Aún así hay detalles demasiados discretos que reclaman la
importancia de los rasgos locales en esta tierra global, signos de un
mundo agonizante cuya muerte ya ha sido anunciada.
Las puertas se abren y
entro en el tranvía, donde me espera un desolador paisaje. Si no
mirara por las ventanas, me creería en cualquier otra ciudad. La
posición de los asientos, de las barras metálicas e incluso la
actitud de las personas es la misma, aunque su raza cambie. Es inútil
buscar un rostro conocido porque todos dirigen sus miradas a sus
teléfonos móviles. La tecnología nos hace bajar la cabeza más que
cualquier otra religión. Poco importa a quién tengan a su lado,
pues sus pantallas les trasladan a un mundo paralelo que ha devaluado
la realidad en que vivimos.
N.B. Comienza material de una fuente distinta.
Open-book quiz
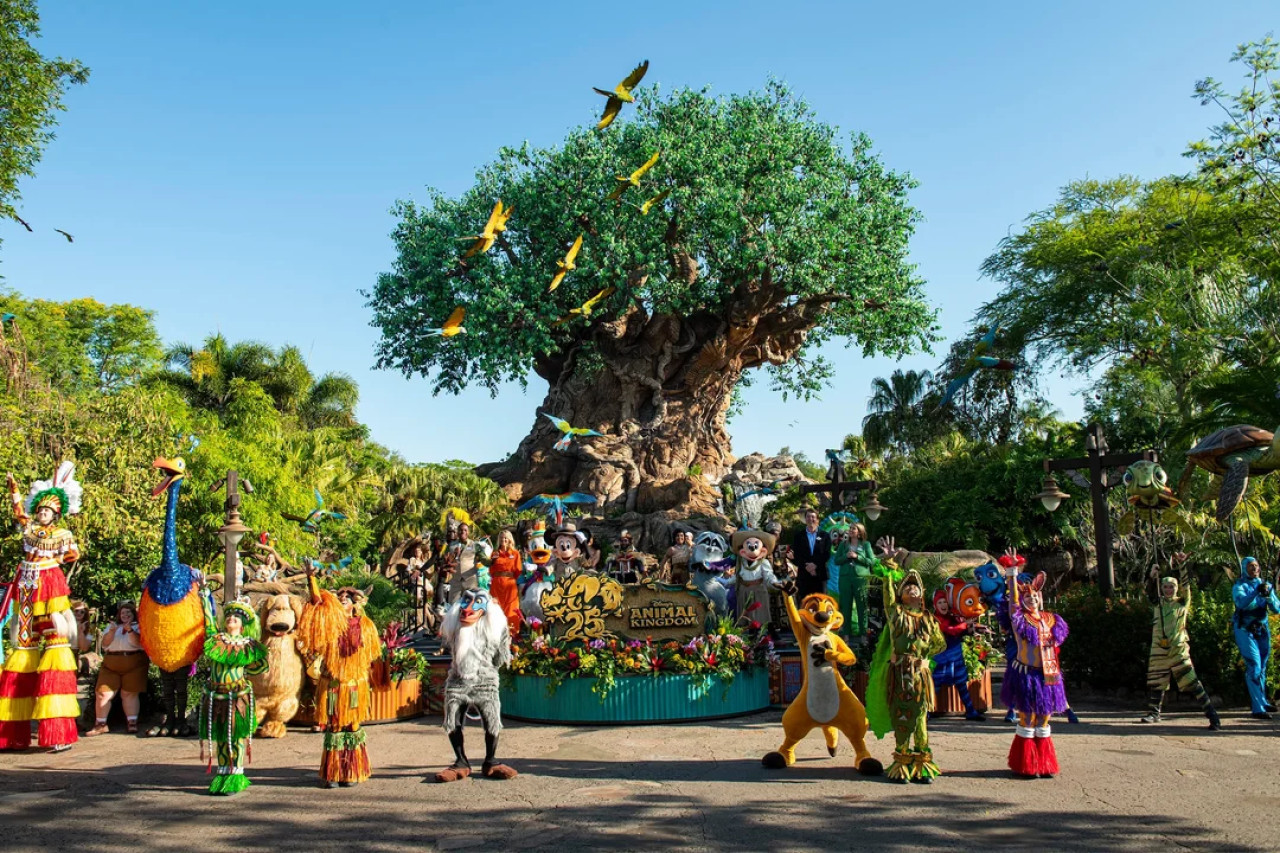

Entre ellos yo parezco un bicho raro con
mi libro entre las manos. No soy el único y ello me hace pensar que
tal vez no esté todo perdido. A mi lado un hombre teclea a una
velocidad cercana a la de la luz mientras habla con alguien en una
conversación cuyas emociones se expresan a través de caras
sonrientes. Analizo indiscretamente su cara, no hallo ninguna sonrisa
y me pregunto si no nos estamos volviendo demasiado fríos,
hipócritas y egoístas. Nos enviamos selfies sonriendo y si
la persona al otro lado de la pantalla se transforma en un emoticono
triste, nosotros pondremos otro para empatizar con ella (o al menos
aparentarlo) y levantarle el ánimo. Que espere sentada un abrazo, un
beso o una palabra de consuelo.
Aunque esté en Francia,
podría hallarme en cualquier otro país, pues se trata de ese
terreno baldío en que todas las naciones parecen coincidir. Uso el
tranvía todos los días para ir al trabajo. Podría ir andando, pero
tardaría tres veces más y perdería la oportunidad de hojear un
buen libro. Debo confesar que esta comodidad, como la globalización
y todo en esta vida, tiene un precio. Hace unas semanas me
diagnosticaron una varicela. Todavía recuerdo la mirada incrédula
del médico mientras me preguntaba si había estado relacionado con
niños últimamente. Ante mi respuesta negativa, sólo quedó una
posibilidad de contagio y vino a mi mente la imagen del tranvía en
la hora punta, con los cuerpos de todos los ocupantes estrechándose
unos contra otros más de lo deseado. Un hombre agarra la barra
metálica a la que estoy aferrado tras haberse tapado la boca con su
mano al toser y una mujer estornuda a escasos centímetros de mí. La
vida en la gran ciudad, en todo su esplendor.
De nuevo en el tranvía,
devuelvo la mirada a mi libro. Ahora tengo entre mis manos "El
Padrino", de Mario Puzo, en sus páginas hay sangre y muerte,
pero, sobre todo, gente auténtica que defiende sus orígenes. Se
ganan la vida de una forma poco ortodoxa, pero me inspiran más
simpatía que muchos otros. Ellos, al menos, tienen unos valores bien
claros, son siempre fieles a ellos y están dispuestos a aceptar las
consecuencias de sus actos. Reconocen el peligro y lo asumen. Me
gustaría saber qué habría hecho Vito Corleone si hubiera vivido en
esta época, qué hubiera pensado de la globalización o cómo
hubiera reaccionado al descubrir emigrantes italianos que prefieran
hamburguesas a bocadillos de mortadela. Mi compañero de asiento me
da un buen codazo -sin pedir perdón, por supuesto- para cambiar de
aplicación y abrir facebook. Le miro y me imagino que acaba
de escribir un mensaje al Padrino para pedirle un favor, pues el frío
y práctico móvil le evitaría ser visto desplazándose hasta la
casa de un capo de la mafia. Veo a Don Corleone leer indignado el
mensaje en su móvil, mascullar algún insulto en siciliano y ordenar
a su fiel consigliere que
transcriba su respuesta. "Me rechazas como amigo en facebook
porque no quieres que te relacionen conmigo y me mandas un whatsapp
el día de la boda de mi hija para pedirme un favor. ¿Puedes decirme
qué te he hecho para que me trates con esta absoluta falta de
respeto?". Entonces mi compañero de asiento sabría que no le
quedan muchos días de vida.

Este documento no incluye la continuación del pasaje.